Please let us know if you guys have come up with any solution in this regard?

1 Answer

« Back to question.


yes this is a common mistake that gets made because of the async API. If you do never block or orchestrate on the results, you are shutting down your main thread while 15k items on the server and the rest is in the write queue on the clients.

You did the right thing in the first place to block on the future, but if you do nothing else you will end up with a single-threaded synchronous loop. And that's not the best way to utilize the given resources.

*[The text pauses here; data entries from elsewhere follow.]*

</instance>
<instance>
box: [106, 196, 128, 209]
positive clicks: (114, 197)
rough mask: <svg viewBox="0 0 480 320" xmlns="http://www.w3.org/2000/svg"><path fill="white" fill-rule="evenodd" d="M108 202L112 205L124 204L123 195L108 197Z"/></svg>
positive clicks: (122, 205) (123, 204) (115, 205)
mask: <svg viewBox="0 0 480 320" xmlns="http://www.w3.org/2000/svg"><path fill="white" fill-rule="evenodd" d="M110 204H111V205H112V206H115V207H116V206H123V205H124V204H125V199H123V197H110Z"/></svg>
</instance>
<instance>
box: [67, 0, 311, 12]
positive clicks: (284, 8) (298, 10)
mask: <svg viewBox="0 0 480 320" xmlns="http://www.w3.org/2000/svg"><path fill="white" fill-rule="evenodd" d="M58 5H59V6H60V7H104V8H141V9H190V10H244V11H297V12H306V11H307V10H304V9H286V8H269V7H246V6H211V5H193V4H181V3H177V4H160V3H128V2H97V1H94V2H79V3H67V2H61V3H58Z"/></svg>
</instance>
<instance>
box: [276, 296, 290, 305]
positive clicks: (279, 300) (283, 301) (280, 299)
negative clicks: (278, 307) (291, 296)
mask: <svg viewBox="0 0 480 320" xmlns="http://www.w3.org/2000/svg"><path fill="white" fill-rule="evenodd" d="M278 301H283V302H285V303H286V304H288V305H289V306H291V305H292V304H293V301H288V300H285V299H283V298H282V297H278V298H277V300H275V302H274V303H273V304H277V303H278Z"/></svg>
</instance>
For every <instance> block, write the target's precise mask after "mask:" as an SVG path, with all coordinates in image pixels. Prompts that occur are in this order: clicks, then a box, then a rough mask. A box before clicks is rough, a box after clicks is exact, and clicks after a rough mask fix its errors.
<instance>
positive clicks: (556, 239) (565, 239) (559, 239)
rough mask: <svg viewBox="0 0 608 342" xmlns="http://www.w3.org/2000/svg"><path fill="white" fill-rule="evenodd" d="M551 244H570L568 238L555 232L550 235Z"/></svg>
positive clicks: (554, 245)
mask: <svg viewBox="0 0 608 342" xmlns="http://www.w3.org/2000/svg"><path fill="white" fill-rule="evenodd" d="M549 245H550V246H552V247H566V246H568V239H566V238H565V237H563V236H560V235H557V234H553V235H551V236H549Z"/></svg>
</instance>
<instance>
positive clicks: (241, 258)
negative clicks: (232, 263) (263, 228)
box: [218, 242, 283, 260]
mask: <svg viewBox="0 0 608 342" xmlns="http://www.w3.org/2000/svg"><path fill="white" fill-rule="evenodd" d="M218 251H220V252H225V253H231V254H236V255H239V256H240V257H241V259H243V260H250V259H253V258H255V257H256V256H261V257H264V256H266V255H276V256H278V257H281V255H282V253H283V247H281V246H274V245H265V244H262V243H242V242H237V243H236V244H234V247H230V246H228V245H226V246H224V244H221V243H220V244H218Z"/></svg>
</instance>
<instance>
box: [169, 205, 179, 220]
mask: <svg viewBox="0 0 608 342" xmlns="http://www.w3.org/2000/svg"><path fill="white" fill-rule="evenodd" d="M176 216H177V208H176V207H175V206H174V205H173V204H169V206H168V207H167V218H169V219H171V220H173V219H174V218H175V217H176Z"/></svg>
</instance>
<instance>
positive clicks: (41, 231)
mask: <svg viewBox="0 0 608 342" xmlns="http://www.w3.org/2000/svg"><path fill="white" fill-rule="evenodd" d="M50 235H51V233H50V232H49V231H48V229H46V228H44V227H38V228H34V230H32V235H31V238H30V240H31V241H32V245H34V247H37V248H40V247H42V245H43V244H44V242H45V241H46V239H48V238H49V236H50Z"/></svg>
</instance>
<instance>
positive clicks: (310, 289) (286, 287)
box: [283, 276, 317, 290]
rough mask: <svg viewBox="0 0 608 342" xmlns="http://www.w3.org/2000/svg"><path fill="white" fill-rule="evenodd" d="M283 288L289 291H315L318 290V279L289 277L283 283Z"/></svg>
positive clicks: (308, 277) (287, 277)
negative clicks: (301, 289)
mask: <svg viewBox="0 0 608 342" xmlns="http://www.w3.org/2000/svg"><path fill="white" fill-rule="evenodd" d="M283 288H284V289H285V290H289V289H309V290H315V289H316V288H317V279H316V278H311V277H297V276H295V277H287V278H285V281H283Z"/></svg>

So here are the alternatives, use the one that fits your programming model best:

1) Stick with .get() blocking calls, but fan them out in the first place into a Executor to get more concurrency. The client is thread safe so you dont need to worry about synchronization.

2) Do not block on the future but rather use a listener to get notified once the future is complete. You can use CountDownLatches to orchestrate with your main thread so that it doesn't shut down prematurely.

3) Write and dont block, put all futures in a list and once you are done writing, iterate over the list and only exit the main thread once all things are done and potentially retry if an op failed.

Does that help you forward?